Meja-meja yang Berterbangan di bawah Ranjang


Beberapa benda mati menatap langit cerah dan merah di sebuah padang rumput yang menurut dan manut-manut. Mereka mendekati maut namun tak semrawut. Mereka sudah maut namun tak kisut. Sejumlah benda mati menikmati semilir angin yang menanam janin, yang merasa dingin dalam tautan daring. Beberapa benda mati tak ingin mati, mereka ingin berdiri dan meneriaki kaki-kaki kursi, mereka ingin berjuang mempertahankan goyangan ilalang di padang gersang. Para benda mati tetap hidup dalam celana-celana yang tak berkemeja, tetap bernapas di bawah lantai peternakan ayam. Benda-benda mati itu bilang kepada benda-benda mati lainnya bahwa mereka adalah benda-benda mati yang terlahir dari sebuah timbunan kerak telur, dari semangkuk sup brokoli hangat. Namun yang hidup tetap menyatakan mati walaupun benda hidup, berbeda dengan benda mati yang mengakui dirinya sebenar-benarnya hidup, bergerak, makan, minum, duduk di atas kursi-kursi yang baru siuman patah kaki. Tiga benda mati bermain dengan dua benda mati dewasa dan sejumlah angka dan huruf, dengan pertambahan dan paragraf, dengan gravitasi dan wacana.

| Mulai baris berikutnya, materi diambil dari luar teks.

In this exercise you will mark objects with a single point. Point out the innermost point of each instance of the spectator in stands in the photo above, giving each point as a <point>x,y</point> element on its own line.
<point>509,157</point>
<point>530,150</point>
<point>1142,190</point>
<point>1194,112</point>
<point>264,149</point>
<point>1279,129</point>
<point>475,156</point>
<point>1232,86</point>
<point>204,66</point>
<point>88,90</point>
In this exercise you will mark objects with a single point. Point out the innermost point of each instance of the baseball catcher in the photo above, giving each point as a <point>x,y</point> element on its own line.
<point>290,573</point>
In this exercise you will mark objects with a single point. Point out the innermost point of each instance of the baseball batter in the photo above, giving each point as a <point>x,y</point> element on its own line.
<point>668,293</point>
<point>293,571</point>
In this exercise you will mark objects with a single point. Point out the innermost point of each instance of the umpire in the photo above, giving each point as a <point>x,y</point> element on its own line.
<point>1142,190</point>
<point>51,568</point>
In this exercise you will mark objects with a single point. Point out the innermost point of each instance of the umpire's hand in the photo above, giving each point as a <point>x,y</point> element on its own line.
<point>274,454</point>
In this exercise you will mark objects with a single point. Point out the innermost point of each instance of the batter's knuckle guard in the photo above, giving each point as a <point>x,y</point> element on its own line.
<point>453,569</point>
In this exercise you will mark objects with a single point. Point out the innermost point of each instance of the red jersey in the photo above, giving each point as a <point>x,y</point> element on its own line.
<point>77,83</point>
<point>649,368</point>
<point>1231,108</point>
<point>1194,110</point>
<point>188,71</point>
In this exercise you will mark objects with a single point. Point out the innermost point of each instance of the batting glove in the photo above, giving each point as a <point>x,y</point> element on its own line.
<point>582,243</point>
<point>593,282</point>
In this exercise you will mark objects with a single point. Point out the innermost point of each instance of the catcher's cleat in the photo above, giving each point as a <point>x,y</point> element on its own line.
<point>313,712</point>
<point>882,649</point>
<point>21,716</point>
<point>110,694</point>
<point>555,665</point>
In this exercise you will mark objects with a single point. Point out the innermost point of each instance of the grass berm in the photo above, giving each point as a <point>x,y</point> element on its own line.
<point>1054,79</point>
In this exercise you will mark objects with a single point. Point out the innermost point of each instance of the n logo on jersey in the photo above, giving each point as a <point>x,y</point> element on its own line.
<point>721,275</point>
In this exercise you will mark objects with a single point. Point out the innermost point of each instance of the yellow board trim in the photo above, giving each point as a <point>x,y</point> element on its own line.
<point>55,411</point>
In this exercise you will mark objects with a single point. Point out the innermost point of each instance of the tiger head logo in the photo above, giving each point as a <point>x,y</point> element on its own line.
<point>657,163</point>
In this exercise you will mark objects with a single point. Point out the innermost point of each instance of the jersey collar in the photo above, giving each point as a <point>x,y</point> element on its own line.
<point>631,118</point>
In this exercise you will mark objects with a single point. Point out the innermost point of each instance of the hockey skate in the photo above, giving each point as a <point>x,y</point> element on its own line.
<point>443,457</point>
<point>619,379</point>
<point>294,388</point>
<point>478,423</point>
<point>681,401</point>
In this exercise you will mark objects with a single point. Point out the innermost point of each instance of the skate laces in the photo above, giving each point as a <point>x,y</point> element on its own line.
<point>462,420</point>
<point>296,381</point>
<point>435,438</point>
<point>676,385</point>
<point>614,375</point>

Mereka bermain ayunan, petak umpet, sampai lelah dan hilang di tengah kertas putih yang berdarah, yang terluka karena terinjak mata yang tajam menatap. Mereka bepergian terlalu jauh sampai ke ujung galaksi, kehilangan jejaknya sendiri untuk pulang ke pangkuan pepohonan, ke pangkuan tanah-tanah yang baru tersiram hujan. Saat pulang, hanya ada awan-awan di langit rumah, hanya ada ujung tombak kegelisahan antara kamar mandi dan ruang tamu. Para benda mati tertidur pulas di atas gerakan daun yang terlempar di tengah gugur. Para benda mati menetap dalam diam dan diam, diam dalam dan dalam. Para benda mati hidup dalam butiran air genting yang jatuh, yang berbentuk meja-meja yang sesekali terbang, sesekali berkicau di bawah ranjang-ranjang milik para benda mati.